🤖 AI Summary
This work addresses the significant energy inefficiency in distributed graph neural network training caused by fine-grained remote procedure calls (RPCs) from multi-hop cross-partition sampling, a problem exacerbated by the inability of static caching to adapt to dynamic network congestion. To this end, the paper introduces the first runtime adaptive caching mechanism, formulating cache window management as a sequential decision-making problem.
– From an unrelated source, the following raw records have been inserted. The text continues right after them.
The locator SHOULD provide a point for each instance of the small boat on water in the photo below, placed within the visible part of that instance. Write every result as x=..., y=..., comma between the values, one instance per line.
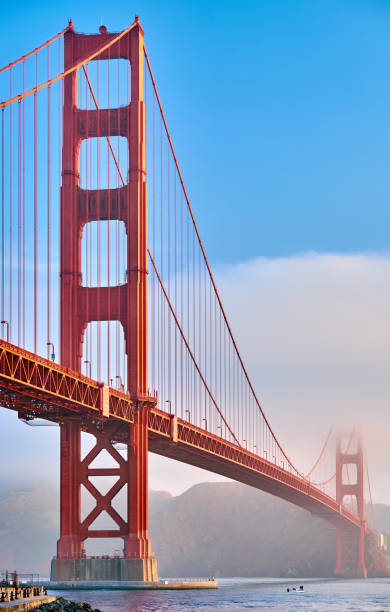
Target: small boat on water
x=296, y=589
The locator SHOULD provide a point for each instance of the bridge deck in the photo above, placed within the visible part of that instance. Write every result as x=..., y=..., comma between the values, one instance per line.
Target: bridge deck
x=36, y=387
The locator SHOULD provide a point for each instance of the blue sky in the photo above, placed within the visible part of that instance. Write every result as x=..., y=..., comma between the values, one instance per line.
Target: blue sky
x=278, y=110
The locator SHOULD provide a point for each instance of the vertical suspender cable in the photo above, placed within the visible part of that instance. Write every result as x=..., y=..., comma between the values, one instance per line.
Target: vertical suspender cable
x=19, y=218
x=49, y=255
x=10, y=211
x=35, y=204
x=2, y=219
x=108, y=230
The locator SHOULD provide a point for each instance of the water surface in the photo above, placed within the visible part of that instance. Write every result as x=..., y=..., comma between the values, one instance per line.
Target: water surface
x=250, y=594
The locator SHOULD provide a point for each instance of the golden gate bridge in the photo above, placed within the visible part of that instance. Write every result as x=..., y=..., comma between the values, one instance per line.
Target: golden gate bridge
x=101, y=258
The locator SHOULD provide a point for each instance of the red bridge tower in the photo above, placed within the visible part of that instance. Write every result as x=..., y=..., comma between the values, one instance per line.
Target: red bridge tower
x=126, y=303
x=350, y=544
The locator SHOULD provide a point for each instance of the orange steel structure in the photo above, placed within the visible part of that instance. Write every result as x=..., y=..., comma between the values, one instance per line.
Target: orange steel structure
x=350, y=544
x=126, y=303
x=198, y=365
x=36, y=387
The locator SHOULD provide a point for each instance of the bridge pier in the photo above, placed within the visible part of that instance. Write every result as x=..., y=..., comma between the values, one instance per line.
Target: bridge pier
x=351, y=544
x=126, y=303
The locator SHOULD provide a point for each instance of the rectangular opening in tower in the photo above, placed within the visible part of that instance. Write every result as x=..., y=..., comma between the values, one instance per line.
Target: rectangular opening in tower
x=104, y=254
x=110, y=81
x=104, y=162
x=104, y=353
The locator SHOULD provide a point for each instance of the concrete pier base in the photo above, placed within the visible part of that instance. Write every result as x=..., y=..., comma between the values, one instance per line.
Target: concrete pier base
x=99, y=568
x=111, y=585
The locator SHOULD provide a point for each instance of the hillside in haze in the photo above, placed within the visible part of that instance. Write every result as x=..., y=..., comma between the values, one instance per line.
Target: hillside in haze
x=221, y=529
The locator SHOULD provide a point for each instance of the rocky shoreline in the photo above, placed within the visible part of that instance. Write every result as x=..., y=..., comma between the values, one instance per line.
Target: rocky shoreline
x=64, y=605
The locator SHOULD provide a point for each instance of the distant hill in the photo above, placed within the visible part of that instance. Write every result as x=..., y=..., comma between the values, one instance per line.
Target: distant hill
x=221, y=529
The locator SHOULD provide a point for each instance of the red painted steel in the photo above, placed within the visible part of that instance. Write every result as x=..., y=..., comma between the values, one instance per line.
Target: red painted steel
x=126, y=303
x=350, y=545
x=36, y=387
x=168, y=436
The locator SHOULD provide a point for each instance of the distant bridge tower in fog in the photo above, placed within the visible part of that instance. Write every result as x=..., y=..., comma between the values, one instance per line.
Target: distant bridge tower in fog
x=148, y=358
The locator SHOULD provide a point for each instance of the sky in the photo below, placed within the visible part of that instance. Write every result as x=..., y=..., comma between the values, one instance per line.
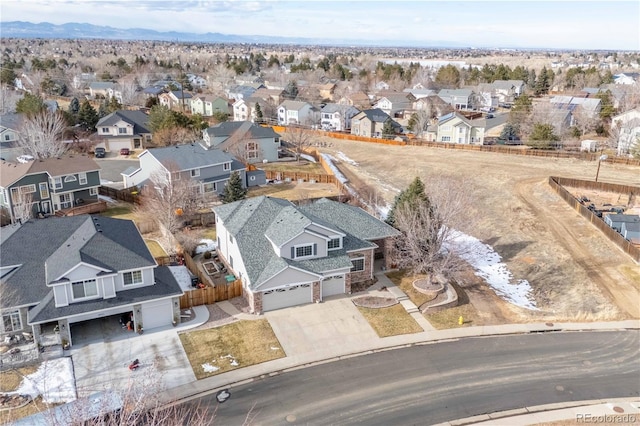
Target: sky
x=590, y=25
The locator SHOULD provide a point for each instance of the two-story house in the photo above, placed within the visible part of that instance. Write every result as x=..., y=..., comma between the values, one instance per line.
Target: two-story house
x=124, y=129
x=370, y=122
x=296, y=112
x=244, y=140
x=336, y=117
x=59, y=272
x=208, y=170
x=47, y=186
x=289, y=255
x=207, y=105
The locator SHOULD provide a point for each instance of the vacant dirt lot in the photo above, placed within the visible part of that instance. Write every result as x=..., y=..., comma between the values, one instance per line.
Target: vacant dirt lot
x=575, y=272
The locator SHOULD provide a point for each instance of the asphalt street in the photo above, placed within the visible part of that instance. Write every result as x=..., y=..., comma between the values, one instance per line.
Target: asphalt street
x=440, y=382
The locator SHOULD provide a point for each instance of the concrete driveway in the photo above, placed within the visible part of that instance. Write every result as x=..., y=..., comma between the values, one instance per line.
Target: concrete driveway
x=321, y=327
x=100, y=365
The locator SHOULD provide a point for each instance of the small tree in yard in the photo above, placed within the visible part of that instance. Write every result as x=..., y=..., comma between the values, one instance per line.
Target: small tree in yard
x=234, y=190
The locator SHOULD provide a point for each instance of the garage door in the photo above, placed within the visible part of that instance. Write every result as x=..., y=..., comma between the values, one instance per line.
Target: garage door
x=333, y=285
x=285, y=297
x=156, y=314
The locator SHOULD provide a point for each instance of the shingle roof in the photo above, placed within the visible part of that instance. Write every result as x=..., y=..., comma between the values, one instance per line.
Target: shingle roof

A Double-DQN agent, trained in an in-domain randomized congestion simulator, dynamically optimizes boundary caching policies per partition. Coupled with an asynchronous double-buffered communication pipeline, this approach enables real-time adaptation with zero additional overhead. Experiments demonstrate that under congested conditions, the method reduces total energy consumption by up to 43% compared to DGL’s default implementation and outperforms the best static strategy by 4%–24%, while achieving near-optimal performance in uncongested scenarios.
📝 Abstract
Distributed GNN training is dominated by remote feature fetching, which can be very costly. Multi-hop neighborhood sampling crosses partition boundaries and triggers fine-grained RPCs whose fixed initiation cost and GPU-stall latency waste energy. Prior systems try to reduce this overhead with presampling and static caching, but cache policies cannot react to runtime network variation. We show that under time-varying congestion, static caching can increase energy by up to 45% because a fixed rebuild schedule is insufficient. We present GreenDyGNN, which formulates cache window management as a sequential decision problem. GreenDyGNN performs intra-epoch cache rebuilds and uses a Double-DQN agent, trained in a calibrated simulator with domain-randomized congestion, to adapt rebuild window size and per-owner cache allocation at each boundary. An asynchronous double-buffered pipeline makes adaptation effectively free. Under congestion, GreenDyGNN cuts total energy by up to 43% over Default DGL and 4-24% over the best static policy, while closely matching the optimum under clean conditions.